Slide View : Parallel Computer Architecture and Programming : 15-418/618 Spring 2015

Previous | Next --- Slide 2 of 48

jezimmer

Not gonna lie, I still don't really understand this code. Part of it I think stems from the fact that I can't see it's value. Is there any use at all to using this over forall? Is there a simple example where this style would be preferred over just specifying a more typical "data-parallel" for loop?

marjorie

I feel like I understand the code in broad terms, but I don't understand why i, j and sign are uniform.

As I read the code, when sinx is called by the C program, the thread of control will pass to each of a gang of workers; let's say there are X workers in the gang, where X = programCount. The outer loop divides the array into chunks of X elements each, so that the first worker will take the first element in each chunk, the second will take the second element, and so on.

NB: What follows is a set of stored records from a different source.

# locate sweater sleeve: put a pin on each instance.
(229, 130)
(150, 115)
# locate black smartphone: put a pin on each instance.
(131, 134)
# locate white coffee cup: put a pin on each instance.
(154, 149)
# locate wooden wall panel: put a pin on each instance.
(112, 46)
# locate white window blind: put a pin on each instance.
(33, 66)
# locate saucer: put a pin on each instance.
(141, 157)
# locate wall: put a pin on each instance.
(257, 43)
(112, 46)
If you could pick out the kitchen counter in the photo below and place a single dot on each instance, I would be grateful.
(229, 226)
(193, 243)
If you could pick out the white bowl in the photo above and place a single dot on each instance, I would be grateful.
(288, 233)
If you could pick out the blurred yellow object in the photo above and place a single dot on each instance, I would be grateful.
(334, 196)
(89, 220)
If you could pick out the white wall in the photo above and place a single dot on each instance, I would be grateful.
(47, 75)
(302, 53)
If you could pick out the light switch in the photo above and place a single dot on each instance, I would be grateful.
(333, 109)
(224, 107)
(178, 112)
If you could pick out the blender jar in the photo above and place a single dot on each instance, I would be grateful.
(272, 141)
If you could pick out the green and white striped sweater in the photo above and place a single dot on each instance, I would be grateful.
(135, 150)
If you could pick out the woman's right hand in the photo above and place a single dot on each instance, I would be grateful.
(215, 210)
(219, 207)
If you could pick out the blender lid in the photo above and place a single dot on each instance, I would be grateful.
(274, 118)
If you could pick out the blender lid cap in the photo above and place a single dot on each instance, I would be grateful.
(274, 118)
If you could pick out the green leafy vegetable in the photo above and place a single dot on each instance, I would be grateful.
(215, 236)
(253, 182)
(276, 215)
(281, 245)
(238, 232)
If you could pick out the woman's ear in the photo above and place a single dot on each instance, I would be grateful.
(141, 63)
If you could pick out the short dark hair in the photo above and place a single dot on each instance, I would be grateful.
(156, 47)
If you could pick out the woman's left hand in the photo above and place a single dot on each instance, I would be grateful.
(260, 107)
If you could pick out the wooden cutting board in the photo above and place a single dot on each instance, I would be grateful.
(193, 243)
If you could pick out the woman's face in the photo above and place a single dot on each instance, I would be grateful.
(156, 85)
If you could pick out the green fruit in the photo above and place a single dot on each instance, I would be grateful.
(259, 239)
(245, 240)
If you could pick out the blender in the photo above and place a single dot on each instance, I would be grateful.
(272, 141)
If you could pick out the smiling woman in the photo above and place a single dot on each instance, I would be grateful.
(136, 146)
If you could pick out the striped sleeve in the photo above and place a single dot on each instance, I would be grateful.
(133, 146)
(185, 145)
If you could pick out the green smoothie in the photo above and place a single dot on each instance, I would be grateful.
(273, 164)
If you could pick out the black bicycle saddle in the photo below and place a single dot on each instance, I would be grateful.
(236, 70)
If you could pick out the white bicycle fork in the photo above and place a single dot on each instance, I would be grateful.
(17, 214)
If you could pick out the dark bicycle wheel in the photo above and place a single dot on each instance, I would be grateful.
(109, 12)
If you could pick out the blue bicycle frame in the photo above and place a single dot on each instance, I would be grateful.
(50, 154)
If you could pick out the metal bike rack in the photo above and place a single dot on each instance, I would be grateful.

I'm really confused why i is uniform, though. Wouldn't we want each worker to have its own copy of i so it iterates through the array at its own rate? If i is uniform, doesn't that mean that when the first worker to finish its first loop iterates i, the value of i changes for every worker? And then when the next worker finishes, wouldn't it then increment i again? That's how it would work if a uniform value were like a global value shared by pthreads, at least. However, what must really happen is that i only increments once ALL workers finish the loop, instead of incrementing each time ANY worker finishes the loop. That makes sense when I think about the implementation, where all these computations are happening simultaneously in a vector, but it's not at all obvious to me in the abstraction.

But anyway, within the outer loop, each worker gets the appropriate value from the array and creates its numerator, and uses the universal denominator and sign. Then, in the inner loop, it adds together all the terms in the approximation, flipping the sign on each pass through the inner loop. But again, I'm confused why this sign is uniform, since the value needs to be consistent between passes within each worker, not across workers. What would happen if sign weren't uniform? Does that mean the sign flipping would all happen sequentially in SIMD implementation, instead of being a sync-up point between lanes?

At any rate, after all the inner loops, each worker it saves the sum of all those terms in the result array.

As for doing this instead of forall, I can't imagine any benefit, unless there's some circumstance in which you think the ISPC compiler is going to choose a non-optimal way of breaking down the work. I guess I don't know how clever the compiler is.

srw

Addressing the issue of why the program's use 'uniform' in loops, especially inner loops:

I thought that uniform was like a global variable, where changes in one instance affect it's value in all other instances. But I don't think this is the case. I looked at the documentation, especially here: https://ispc.github.io/ispc.html#uniform-control-flow. It seems that variables are uniform if the logic affecting them is the same in every instance. For instance, no loop alters them using an instance specific value, such "programIndex", or a random value. The values of i and j differ throughout the program, but they differ in the same way across all instances. This DOESN'T mean that their values differ at the same TIME across all instances.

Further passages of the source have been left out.